A holistic health coach and graduate of the Institute for Integrative Nutrition, Weston began her journey to health when she discovered she had food intolerances.

After a time exploring food as medicine, which led her on a path with Mayan healers in Belize, shamanic practitioners, herbalists, and to organic farms, she developed a non-GMO, plant-based diet free of soy, gluten, peanut, dairy, eggs and meat.

Her restaurant’s plant-based vegetarian menu includes raw foods, baked desserts, snacks, and, of course, juices, smoothies, and her own elixirs with ingredients primarily sourced from local and regional farms.

Weston, who opened her café in its current location in early 2014, has studied food as medicine, nutrition, and health for more than a decade.

Her first cookbook on healing tonics, juices, and smoothies includes recipes for highly nourishing concoctions that do everything from flush toxins and boost immunity to alkalize the body and enhance brain function.

Superfresh offers a vegan interpretation of burgers and fries.

She is in the proposal process for her second book, which will focus on raw desserts.

“Knowing where my ingredients come from is important to me,” she said. “I’m constantly looking at the best sources and communicating with growers.”

Weston sees several local farms and foragers in the winter to talk about the products she needs and when they’ll be available.

She buys local raw honey, one of her main sweeteners, year-round.

“I love working with a supplier so committed to the health of the bees and the planet,” she said, adding that she gets regular “bee reports.”

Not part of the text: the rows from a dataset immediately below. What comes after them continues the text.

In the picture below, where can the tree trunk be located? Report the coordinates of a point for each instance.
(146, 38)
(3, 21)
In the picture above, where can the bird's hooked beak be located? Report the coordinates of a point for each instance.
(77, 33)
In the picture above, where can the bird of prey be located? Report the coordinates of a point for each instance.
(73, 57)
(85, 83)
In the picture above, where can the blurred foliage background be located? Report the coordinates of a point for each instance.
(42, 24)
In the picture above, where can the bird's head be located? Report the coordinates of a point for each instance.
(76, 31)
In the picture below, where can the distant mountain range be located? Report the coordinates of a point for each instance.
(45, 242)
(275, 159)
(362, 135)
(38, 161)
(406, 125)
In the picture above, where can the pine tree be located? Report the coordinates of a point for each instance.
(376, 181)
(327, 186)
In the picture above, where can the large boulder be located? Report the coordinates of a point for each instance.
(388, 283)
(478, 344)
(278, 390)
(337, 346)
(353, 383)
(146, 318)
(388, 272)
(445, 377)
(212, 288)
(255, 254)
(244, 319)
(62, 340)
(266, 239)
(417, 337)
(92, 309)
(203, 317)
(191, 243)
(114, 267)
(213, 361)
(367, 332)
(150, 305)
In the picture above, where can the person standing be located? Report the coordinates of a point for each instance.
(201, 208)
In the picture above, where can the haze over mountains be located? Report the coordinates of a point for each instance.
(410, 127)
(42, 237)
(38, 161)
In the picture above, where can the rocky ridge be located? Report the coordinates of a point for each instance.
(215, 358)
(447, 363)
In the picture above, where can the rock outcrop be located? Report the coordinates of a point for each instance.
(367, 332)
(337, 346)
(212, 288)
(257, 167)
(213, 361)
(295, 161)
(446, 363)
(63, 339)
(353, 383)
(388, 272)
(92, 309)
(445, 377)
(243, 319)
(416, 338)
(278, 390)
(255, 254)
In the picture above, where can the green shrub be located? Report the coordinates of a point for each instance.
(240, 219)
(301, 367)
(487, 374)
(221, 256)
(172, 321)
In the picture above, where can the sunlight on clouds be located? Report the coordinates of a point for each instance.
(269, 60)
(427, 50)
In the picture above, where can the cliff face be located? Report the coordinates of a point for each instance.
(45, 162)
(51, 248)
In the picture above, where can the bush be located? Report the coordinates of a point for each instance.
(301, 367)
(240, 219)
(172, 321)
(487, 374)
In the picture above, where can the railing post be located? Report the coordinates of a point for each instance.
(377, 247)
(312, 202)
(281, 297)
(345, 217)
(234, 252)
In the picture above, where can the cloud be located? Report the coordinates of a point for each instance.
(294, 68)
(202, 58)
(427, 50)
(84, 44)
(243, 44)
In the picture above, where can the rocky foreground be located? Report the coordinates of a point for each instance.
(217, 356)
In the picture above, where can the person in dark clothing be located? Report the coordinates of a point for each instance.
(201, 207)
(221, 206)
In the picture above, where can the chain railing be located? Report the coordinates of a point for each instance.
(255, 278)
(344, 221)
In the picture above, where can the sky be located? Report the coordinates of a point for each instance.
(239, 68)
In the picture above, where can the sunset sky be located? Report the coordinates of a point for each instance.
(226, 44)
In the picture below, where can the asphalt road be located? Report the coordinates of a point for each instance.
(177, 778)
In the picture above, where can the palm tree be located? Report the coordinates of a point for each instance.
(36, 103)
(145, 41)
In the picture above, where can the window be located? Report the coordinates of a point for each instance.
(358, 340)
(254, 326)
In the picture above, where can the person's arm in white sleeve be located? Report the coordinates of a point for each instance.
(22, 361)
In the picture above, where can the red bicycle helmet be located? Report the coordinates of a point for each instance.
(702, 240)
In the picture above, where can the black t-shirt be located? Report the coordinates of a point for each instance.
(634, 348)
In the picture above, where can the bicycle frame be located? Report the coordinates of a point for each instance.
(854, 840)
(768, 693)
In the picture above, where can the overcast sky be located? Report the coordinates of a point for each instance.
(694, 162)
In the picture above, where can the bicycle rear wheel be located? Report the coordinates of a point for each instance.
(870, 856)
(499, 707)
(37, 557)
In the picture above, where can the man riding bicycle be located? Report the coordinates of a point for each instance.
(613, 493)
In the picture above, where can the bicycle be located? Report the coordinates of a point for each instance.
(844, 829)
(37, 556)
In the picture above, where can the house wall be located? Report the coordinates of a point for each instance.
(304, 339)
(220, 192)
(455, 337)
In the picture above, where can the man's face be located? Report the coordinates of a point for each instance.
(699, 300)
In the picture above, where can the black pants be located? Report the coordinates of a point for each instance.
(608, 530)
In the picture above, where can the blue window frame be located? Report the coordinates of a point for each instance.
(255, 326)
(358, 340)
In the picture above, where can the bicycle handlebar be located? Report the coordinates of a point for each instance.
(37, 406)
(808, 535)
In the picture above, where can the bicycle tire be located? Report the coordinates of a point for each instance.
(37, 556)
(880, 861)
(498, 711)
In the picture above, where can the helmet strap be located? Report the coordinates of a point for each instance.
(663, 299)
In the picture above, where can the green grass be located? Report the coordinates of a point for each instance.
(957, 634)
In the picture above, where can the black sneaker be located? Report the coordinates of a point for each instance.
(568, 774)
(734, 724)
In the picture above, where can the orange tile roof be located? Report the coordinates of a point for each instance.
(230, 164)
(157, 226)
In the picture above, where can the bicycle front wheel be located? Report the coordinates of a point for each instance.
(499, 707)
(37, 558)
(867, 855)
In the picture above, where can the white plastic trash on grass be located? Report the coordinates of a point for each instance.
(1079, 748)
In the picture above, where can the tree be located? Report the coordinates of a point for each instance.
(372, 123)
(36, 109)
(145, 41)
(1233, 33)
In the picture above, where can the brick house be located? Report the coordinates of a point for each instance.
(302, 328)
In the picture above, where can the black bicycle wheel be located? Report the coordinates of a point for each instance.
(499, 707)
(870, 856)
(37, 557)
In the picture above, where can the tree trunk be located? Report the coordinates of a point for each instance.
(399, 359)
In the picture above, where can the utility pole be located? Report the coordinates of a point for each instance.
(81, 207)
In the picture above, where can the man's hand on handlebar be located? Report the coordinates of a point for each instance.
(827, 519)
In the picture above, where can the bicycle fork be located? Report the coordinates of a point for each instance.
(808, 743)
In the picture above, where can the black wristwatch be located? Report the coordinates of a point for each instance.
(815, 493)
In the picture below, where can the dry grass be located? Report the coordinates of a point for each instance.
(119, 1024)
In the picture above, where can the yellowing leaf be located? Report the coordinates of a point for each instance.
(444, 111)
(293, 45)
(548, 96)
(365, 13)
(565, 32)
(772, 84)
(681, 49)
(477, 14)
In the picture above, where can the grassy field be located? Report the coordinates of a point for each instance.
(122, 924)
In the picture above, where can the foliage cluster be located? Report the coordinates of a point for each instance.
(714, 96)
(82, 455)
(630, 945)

Another farm grows more unusual ingredients for her: lemongrass for her Cambodian curry paste and habanero peppers for her Belizean chili sauce. Cabbage she ferments to make her kimchi comes from a local large-scale organic farm; Vermont-grown spirulina she adds to juices and desserts; the bulk seaweed she buys comes from farther away, on an island in Maine.

She buys four kinds of seaweed based on the harvest schedule and what’s in stock. She soaks her legumes overnight in seaweed before cooking them, as this makes the legumes more digestible and releases enzymes.

She’s looking into local legume and grain suppliers, and she plans to grow her own sprouts.

Weston dehydrates herbs for the teas she serves as well as several varieties of mushrooms local foragers provide.

When she’s not sourcing local ingredients, she teaches. One class she led recently focused on foraging for and cooking with wild edible and medicinal weeds.

“It’s so important to have close relationships to those who grow our food and support our local economy,” Weston said. “That web we weave gets stronger the more we work together.”

The majority of the cooks Weston has hired to work in her kitchen are women. It wasn’t an intentional choice, but they do all have something in common.

“They align with our mission,” she said. “They want to serve healthy food.”

Weston didn’t work in this kind of environment in food service, which she started doing at 18. “I don’t remember seeing women in the kitchen,” she said.

She said she feels fortunate she started her own business at 23.

“I was able to create the culture I wanted,” she said. “I’m the boss and I’m in the kitchen all the time. I’m leading the way.”

She also feels fortunate to own and operate her business in the state.

“I think Vermont is open and supportive of small businesses and women in business,” she said.